Flexibles Flächenmanagement betrifft in der Architektur gleichermaßen die äußere wie auch die innere Gebäudestruktur. Ein Aspekt bei Hochhäusern ist der festgelegte, minimierte Flächenverbrauch mit Rücksicht und Einbindung in die städtebauliche Eingliederung. Ergänzend sind flexible Raumkonzepte innerhalb der Bauwerke erforderlich um die Ressource Gebäudefläche dauerhaft, wirtschaftlich und effizient zu nutzen. Im Zuge der rasanten Technisierung bedarf es hierzu Lösungen an den gemeinsamen Schnittstellen von Ausbau und der tragenden Gebäudestruktur. Unumgänglich ist dabei ein Installationsboden für die Leitungsverlegung, die jederzeit in der Fläche wie auch punktuell zugänglich ist, damit die Anlagen ergänzt und erweitert werden können.

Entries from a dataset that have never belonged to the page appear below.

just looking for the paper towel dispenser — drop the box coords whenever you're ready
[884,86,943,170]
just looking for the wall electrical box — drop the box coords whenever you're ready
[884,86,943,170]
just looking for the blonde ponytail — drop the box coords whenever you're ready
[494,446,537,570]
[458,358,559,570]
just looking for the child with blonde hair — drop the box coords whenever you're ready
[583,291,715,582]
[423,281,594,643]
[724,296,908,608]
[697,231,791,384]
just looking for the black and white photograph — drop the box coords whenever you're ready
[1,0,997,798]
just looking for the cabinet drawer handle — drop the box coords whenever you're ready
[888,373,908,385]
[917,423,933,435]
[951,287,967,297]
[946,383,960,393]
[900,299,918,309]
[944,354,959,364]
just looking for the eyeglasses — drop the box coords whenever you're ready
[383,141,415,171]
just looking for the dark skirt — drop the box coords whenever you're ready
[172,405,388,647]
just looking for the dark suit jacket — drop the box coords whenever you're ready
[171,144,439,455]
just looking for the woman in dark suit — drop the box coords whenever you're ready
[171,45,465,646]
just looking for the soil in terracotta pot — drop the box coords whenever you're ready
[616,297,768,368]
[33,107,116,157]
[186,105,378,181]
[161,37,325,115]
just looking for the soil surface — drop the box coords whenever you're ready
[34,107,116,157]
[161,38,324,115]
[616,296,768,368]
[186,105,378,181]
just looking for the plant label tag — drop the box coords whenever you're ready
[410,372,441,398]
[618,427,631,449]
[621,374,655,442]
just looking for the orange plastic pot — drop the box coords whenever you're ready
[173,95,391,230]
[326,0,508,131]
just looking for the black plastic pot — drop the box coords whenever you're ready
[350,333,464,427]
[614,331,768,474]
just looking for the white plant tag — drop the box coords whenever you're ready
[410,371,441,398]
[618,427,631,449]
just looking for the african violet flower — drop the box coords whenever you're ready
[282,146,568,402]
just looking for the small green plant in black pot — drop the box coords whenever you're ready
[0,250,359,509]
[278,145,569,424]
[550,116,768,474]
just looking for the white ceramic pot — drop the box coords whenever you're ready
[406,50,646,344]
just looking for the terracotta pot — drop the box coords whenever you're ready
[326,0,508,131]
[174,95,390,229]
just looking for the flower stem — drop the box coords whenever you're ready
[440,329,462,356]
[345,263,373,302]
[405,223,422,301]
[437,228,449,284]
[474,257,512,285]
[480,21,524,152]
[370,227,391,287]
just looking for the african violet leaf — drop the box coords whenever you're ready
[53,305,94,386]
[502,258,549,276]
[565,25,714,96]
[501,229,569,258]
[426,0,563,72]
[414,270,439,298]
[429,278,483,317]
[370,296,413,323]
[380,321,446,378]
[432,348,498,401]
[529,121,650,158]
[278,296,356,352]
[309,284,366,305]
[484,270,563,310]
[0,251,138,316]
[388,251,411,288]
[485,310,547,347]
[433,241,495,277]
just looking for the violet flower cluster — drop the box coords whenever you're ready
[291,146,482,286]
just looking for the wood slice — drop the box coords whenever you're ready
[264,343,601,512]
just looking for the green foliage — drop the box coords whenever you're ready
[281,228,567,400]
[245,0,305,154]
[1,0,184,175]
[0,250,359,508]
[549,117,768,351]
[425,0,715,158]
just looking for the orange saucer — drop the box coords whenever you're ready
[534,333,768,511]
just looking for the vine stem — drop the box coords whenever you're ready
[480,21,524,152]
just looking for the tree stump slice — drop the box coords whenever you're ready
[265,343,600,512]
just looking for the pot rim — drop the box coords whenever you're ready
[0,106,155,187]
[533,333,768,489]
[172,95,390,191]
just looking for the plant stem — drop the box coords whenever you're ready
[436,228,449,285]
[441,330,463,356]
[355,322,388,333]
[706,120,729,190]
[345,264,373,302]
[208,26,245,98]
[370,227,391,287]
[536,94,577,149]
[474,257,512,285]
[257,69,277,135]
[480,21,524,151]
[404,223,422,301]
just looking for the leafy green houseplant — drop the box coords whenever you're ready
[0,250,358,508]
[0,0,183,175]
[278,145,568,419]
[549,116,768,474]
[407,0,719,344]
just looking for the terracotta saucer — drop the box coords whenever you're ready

Ein Klassiker aus den 1960ern

Der Einsatz von Systemböden in heutigen Bauwerken ist das Ergebnis aus einer Entwicklung des Wechselspiels zwischen Gebäudenutzung und Gebäudestruktur. Von der Einführung der Personalcomputer in Büro- und Verwaltungsgebäuden bis hin zur filigranen Informationstechnologie mit immer weiter voranschreitender Haus- und Gebäudetechnik wird die Erfordernis nach einer flexiblen Installation von Daten- und Haustechnik immer größer.

Die Möglichkeit, bei bleibender Verfügbarkeit von Anschlussmöglichkeiten Wandelemen­te aufzulösen bzw. zu verschieben, verlegt die Infrastruktur einer Gebäudeeinheit in die horizontale Ebene. Wegen der besseren Zugänglichkeit erfolgt dies zwangsläufig in einem Boden­hohlraum. Neue Raumkonzepte, die von der Tragstruktur unabhängig sind, lieferten die Schubkraft für die kontinuierliche Entwicklung der Systemböden.

Vor dem Hintergrund der sich zwangsläufig entwickelnden und sich ständig ändern­den Anforderungsprofile der Produkte haben sich seit Ende der 1980er Jahre die Hersteller und Verarbeiter von Systemböden zum Bundesverband Systemböden e. V. zusammengeschlossen.

Gemeinsames Konstruktionsmerkmal der verschiedenen Systemböden ist heute die mit Spindelstützen höhenverstellbare Unterkonstruktion. Bei den so genannten Doppelböden entsteht die tragende Bodenfläche aus einzelnen, wieder aufnehmbaren und industriell vorgefertigten Plattenelementen. Hohlböden dagegen entstehen durch die Auflage einer verlorenen Schalung, auf der ein Estrichmörtel als Tragschicht gegossen wird.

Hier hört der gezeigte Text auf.